AMDComputeLibraries / morton_filter

A compressed, sparse cuckoo filter (see https://www.vldb.org/pvldb/vol11/p1041-breslow.pdf)
MIT License
85 stars 17 forks source link

Self-resizing #1

Closed sebdeckers closed 3 years ago

sebdeckers commented 5 years ago

The readme mentions self-resizing and the code has a resize function. However I could not find reference to this in the paper. Is this mechanism (and potential trade-offs) described somewhere?

abreslow commented 5 years ago

As of today, there is no publicly available description of the algorithm and trade-offs as of yet. Presently, we have an extended version of the VLDB'18 paper that has been accepted at the VLDB Journal that describes how resizing works and some associated caveats. That extended work also describes how to backport the algorithm to standard cuckoo filters. I backported the algorithm to Fan et al.'s codebase and got resizing throughput that was a bit better than the best performing Morton filter configuration. Morton filters have additional overheads during resizing that arise from their compressed block format and associated embedded metadata arrays.

I will try to see if I can get AMD's approval for putting the review copy on arXiv.

abreslow commented 5 years ago

I wanted to give some context in terms of what is happening during resizing since it may be awhile before the full text is released, and the resizing operation is a key feature. The inspiration for self-resizing comes from quotient filters, another approximate set membership data structure. Unfortunately, quotienting doesn't work straight out of the box on a Morton filter. Specifically, the common formulation of quotienting assumes power of two table sizes and is not blocked. Both of which are necessary for maintaining all of the Morton filter features upon resizing.

resize

Above is an image depicting self-resizing as it is done in a Morton filter. The technique is similar to quotienting (although not exactly the same). Morton filters currently support resizing (currently has to be manually called) the filter's capacity multiplicatively by powers of two (e.g., 2x, 4x, or 8x larger).
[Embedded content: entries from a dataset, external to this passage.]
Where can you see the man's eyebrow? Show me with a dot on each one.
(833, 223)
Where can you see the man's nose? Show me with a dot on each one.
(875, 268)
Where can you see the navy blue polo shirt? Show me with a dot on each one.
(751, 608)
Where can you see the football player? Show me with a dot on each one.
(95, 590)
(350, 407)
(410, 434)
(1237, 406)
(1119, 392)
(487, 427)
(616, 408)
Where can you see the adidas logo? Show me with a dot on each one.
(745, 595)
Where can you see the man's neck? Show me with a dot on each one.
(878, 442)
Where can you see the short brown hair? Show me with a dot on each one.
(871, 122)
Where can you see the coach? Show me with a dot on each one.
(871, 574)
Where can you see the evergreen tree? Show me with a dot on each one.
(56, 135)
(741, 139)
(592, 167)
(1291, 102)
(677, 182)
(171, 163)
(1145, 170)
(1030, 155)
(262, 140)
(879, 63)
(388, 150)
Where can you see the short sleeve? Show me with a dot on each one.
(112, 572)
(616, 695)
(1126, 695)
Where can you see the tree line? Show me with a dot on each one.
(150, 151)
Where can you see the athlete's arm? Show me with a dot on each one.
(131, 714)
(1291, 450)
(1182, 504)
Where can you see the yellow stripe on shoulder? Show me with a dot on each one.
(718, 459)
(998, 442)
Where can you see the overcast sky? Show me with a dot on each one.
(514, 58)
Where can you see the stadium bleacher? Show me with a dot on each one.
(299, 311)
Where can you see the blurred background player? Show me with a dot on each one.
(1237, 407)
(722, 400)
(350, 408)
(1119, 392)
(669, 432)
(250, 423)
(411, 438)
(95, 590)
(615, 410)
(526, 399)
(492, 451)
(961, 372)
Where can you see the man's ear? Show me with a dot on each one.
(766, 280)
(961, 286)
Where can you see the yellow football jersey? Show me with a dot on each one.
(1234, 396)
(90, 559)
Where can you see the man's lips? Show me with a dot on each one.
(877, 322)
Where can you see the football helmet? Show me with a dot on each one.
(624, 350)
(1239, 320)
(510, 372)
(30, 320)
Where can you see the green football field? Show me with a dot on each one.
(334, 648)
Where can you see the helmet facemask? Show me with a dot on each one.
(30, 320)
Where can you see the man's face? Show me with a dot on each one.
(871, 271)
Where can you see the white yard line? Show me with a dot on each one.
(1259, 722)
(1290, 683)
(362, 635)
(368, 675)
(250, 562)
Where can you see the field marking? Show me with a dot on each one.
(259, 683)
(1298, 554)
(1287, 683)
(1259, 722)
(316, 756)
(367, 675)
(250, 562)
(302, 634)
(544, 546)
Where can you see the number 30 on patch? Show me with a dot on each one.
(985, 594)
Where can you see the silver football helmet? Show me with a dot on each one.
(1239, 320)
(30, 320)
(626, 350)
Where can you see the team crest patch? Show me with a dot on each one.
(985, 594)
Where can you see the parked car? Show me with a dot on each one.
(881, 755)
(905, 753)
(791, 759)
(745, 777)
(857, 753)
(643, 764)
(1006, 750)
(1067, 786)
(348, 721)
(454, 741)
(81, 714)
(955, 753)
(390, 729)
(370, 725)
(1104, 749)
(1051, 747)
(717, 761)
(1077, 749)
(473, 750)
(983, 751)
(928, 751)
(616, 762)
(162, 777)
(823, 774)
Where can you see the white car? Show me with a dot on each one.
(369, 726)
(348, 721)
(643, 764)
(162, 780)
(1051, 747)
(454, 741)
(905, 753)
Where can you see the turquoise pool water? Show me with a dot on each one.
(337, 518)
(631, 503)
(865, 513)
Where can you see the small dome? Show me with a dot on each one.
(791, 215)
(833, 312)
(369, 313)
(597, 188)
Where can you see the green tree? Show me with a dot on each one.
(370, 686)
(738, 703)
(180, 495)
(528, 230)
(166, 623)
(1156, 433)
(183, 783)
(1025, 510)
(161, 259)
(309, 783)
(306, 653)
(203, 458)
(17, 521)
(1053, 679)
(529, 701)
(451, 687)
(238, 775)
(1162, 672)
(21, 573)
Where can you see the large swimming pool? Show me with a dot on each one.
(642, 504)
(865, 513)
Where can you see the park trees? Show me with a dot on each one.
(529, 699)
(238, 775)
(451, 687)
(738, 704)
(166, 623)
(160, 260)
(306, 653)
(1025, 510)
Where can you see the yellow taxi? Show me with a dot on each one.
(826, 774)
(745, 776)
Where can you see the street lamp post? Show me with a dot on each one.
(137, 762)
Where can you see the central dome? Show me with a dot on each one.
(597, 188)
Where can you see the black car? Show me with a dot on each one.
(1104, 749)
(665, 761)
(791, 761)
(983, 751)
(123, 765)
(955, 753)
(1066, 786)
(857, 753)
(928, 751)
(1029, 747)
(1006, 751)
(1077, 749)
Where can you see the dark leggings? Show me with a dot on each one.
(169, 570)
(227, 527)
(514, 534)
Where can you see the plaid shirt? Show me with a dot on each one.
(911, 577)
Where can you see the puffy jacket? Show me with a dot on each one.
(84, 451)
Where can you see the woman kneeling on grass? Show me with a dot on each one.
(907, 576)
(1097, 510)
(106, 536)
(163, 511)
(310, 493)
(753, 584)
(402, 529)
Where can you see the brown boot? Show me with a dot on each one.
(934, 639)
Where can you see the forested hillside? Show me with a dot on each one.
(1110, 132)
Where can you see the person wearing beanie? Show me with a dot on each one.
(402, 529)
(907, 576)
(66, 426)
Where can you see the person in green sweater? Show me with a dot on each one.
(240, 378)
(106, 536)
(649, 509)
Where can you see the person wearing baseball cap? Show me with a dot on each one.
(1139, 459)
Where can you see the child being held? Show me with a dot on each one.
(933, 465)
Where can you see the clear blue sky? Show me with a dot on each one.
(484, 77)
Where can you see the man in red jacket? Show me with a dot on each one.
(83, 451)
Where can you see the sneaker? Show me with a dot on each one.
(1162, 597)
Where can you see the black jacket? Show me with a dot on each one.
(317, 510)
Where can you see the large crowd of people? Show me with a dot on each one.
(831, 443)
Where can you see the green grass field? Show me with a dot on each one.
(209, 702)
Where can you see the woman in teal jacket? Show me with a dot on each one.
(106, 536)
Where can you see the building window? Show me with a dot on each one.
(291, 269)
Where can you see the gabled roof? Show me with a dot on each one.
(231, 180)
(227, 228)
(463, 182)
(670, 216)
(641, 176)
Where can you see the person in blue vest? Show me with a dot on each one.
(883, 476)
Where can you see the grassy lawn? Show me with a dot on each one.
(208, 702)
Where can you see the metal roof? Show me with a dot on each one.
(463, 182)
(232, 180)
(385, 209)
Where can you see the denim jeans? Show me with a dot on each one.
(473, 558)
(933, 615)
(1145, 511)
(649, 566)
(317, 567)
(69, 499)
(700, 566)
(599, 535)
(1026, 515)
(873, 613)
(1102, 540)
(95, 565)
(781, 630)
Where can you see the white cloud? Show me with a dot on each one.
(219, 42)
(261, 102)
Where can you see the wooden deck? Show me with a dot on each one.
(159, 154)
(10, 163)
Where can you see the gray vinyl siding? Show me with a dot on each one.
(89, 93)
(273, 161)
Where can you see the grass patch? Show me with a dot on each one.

Thus there are two block stores, the originating Block Store (Old Block Store) in the figure, and the Block store to which the Old Block Store's fingerprints will be relocated (New Block Store). In the figure above, we resize by a factor of 4x, which means that there are four blocks in the New Block Store for every block in the Old Block Store.

To map fingerprints from the Old Block Store to the New Block Store, we define a mapping that for each block in the Old Block Store remaps its fingerprints to four adjacent child blocks in the New Block Store. To determine which block in the New Block Store receives each fingerprint, we use a deterministic subset of the bits of each fingerprint. In the figure, we assume that the Morton filter has already been resized by 2x. During that resizing, the most significant bit of each fingerprint was used to select between the two candidate blocks.

What the figure depicts is a subsequent resizing where we increase the filter's size by 4x. Since we have already used the leading bit of each fingerprint to map each fingerprint in the sample block there, all of the leading bits are the same (0). For the current resizing, we thus use the next two most significant bits of each fingerprint. That gives which child block receives the output.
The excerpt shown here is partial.